2014 – 2016 – we started small and delivered initial use case called virtual drive test analytics tool which provide more accurate and timely view of network experience at network element level at every hour. Previously, O2 used to use Drive test results from various agencies coming to us parodically. Power of the data in the platform also enabled Web & Location Analytics to support Smartsteps, revenue assurance, Weve & Personalization use case and that’s when we started getting ROI.
Major break thru happened in 2017 with the launch of NCX – which started driving network & marketing investment mentioned in slide 9
2019 will be the year to integrate the NCX with customer journey in channels to drive CX.
This slide shows more technical data flow and data science process which is used to predict the NCX.
Work with Network Performance team and the regional teams to drive performance E2E. Regional teams identify customers groups/regions with a poor NCX score < 40 then identify if there is a known issue in the area or a new radio issue.
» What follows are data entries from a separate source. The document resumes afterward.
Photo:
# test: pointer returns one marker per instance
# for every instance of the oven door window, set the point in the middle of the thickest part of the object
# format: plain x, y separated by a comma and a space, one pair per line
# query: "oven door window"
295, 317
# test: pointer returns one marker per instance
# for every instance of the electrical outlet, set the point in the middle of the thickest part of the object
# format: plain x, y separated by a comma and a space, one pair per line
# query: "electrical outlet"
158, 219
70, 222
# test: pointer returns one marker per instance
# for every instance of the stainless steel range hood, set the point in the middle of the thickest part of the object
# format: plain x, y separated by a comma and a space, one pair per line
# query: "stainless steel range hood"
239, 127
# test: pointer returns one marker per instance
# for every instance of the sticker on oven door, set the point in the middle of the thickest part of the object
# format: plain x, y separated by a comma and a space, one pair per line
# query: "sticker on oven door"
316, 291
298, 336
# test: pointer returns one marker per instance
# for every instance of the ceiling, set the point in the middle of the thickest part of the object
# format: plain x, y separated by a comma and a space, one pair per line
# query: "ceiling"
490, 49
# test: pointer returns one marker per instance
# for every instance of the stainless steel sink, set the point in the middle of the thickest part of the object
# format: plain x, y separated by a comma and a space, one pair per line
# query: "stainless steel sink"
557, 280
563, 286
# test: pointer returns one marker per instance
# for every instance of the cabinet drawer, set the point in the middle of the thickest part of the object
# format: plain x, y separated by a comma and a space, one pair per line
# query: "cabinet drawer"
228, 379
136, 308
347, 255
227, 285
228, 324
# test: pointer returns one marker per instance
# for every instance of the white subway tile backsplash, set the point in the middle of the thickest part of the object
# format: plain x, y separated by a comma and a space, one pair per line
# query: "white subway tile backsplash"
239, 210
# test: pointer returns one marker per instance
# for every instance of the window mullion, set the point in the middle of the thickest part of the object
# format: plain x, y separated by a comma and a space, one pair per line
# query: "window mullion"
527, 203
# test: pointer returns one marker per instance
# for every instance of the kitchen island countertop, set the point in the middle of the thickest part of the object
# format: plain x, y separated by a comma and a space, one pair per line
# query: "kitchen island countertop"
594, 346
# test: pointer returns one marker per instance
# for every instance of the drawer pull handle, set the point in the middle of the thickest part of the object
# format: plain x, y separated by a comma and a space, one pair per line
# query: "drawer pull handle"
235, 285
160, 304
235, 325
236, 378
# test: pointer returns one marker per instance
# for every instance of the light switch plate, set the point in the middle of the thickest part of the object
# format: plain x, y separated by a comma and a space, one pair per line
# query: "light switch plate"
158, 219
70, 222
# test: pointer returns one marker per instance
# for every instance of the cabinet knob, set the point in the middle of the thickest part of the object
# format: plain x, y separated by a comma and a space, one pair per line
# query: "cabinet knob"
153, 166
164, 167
Platform and the team continued to grow and there was a increasing interest from various parts of the business to utilize the analytics from networks data. We now act as the hub and server various spokes in the business for their data & analytics needs.
Where needed we collaborate with other analytics team to jointly develop analytics products which have much wider use cases.
Data from the platform helps MVNOs detect anomaly in customer network profile which is notified to MVNOs to take appropriate actions. Platform will soon be opened up to MVNOs for reporting.